Third. What rulers throughout history have shown themselves to be answers to this prayer? Sadly, far too many have fallen far too short of a godly rule. This is true within nations and within families. But there is one who fits this prayer precisely, Jesus the Messiah.
In the Christmas story, the magi serve a theological purpose, they point to Jesus as being the ruler this Psalm longs for. Though not precise in the details, the nations have arrived bearing gifts:
10 May the kings of Tarshish and of the isles render him tribute, may the kings of Sheba and Seba bring gifts. 11 May all kings fall down before him, all nations give him service. Psalm 72:10-11 NRSV
11 On entering the house, they saw the child with Mary his mother; and they knelt down and paid him homage. Then, opening their treasure chests, they offered him gifts of gold, frankincense, and myrrh. Matthew 2:11 NRSV
The book of Revelation paints a picture of the ruler this Psalm longs for. The king’s reign is eternal. The king reigns with justice and righteousness. The reign of the king is good news for the oppressed. The kingdom is secure. People blossom. These are things common to the king longed for in Psalm 72 and the King of kings and Lord of lords revealed in Revelation.
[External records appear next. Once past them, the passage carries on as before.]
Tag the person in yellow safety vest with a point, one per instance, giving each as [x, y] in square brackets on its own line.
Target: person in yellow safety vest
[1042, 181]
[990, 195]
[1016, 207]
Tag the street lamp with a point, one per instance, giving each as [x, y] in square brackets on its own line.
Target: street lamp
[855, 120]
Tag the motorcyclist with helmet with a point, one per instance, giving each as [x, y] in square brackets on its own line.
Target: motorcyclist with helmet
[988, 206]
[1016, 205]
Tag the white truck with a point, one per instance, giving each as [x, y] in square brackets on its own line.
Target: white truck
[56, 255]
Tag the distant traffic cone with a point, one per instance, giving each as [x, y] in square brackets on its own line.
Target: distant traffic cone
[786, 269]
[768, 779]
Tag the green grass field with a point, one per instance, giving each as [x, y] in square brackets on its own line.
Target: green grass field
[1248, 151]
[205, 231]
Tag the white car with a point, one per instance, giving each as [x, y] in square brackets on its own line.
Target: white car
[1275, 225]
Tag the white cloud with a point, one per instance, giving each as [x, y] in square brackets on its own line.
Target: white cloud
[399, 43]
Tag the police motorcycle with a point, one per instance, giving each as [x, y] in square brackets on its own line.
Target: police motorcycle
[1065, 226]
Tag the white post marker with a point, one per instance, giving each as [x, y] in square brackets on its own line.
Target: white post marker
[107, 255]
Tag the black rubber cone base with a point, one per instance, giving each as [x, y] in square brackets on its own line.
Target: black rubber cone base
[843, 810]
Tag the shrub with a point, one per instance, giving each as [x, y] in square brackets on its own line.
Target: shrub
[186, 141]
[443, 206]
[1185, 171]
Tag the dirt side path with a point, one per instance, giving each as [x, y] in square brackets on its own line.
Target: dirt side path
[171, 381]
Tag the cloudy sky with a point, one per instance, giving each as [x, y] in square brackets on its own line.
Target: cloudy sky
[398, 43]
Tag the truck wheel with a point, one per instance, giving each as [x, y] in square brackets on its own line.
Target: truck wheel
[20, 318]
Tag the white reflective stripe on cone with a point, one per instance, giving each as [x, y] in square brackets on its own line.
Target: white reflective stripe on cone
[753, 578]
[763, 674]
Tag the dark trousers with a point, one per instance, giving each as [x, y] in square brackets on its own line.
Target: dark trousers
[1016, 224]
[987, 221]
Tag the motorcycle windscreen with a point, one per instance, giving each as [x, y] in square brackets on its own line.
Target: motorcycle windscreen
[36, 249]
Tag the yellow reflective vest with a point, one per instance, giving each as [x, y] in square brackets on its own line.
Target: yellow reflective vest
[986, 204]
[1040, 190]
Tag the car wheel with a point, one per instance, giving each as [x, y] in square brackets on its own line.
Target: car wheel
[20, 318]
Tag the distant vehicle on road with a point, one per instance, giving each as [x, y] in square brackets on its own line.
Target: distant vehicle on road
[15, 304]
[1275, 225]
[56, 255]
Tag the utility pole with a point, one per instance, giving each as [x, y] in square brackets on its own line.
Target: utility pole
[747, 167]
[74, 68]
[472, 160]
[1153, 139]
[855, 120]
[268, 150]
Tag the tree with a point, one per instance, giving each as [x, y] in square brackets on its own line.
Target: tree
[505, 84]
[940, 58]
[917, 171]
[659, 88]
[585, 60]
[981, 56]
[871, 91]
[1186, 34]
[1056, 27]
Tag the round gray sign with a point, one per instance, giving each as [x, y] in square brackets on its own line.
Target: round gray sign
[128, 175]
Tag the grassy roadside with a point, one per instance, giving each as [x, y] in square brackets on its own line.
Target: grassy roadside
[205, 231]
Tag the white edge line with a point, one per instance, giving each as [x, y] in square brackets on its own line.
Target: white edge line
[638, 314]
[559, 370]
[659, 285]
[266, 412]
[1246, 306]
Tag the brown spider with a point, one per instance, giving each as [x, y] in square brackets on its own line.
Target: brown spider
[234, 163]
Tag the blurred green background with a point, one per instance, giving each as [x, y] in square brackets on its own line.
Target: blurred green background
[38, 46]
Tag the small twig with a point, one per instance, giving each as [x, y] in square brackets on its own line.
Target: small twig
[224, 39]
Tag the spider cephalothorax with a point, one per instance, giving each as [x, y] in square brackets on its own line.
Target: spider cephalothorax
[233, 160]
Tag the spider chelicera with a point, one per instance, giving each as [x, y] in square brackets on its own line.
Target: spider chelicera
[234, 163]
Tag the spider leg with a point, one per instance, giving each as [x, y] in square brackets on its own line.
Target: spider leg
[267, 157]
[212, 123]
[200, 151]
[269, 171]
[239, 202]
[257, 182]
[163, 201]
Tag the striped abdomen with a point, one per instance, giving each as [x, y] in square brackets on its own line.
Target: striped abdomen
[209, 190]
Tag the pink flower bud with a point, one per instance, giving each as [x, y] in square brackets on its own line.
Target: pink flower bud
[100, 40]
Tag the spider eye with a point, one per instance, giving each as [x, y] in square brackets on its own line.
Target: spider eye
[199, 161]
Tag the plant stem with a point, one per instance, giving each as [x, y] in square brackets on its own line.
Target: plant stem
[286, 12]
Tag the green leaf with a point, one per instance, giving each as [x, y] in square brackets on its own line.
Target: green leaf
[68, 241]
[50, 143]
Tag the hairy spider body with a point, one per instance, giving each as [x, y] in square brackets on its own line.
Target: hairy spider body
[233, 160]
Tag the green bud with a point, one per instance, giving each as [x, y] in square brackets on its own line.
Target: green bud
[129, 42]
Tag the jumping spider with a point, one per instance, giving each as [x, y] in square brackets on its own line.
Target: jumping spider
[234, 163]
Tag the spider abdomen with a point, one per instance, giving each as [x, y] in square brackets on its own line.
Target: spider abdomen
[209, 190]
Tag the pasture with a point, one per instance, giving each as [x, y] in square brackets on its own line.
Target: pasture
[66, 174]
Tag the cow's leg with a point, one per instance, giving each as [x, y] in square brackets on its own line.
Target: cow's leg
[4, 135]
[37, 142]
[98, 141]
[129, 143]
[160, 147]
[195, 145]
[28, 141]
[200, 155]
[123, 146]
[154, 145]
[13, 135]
Jesus points to himself as the one who fulfills the longing of this prayer. He describes himself as the good shepherd. He is the good shepherd who loves the sheep, not like the bad shepherd, Herod, who killed off many young boys in an effort to rid the world of Jesus. Jesus is the good shepherd who loves the sheep, not like the bad shepherds, the religious leaders, who would seek his life. Jesus is the good shepherd who loves the sheep, not like the bad shepherd, Pilate, who would authorize his death. Jesus is the good shepherd who loves people, who helps people. The psalm longs for a king who
delivers the needy when they call, the poor and those who have no helper. 13 He has pity on the weak and the needy, and saves the lives of the needy. 14 From oppression and violence he redeems their life; and precious is their blood in his sight. Psalm 72:12-14 NRSV
So precious is our blood in His sight that He shed His own blood to help us in our greatest need. All our earthly needs come and go, but our need for salvation from the sin that separates us from God is something we carry into eternity, unless of course there is an authority that can help. In Jesus there is.
If you are a person in authority, are you an answer to this prayer? Whether you are a person in authority or not, do you know the One who is the greatest answer to this prayer?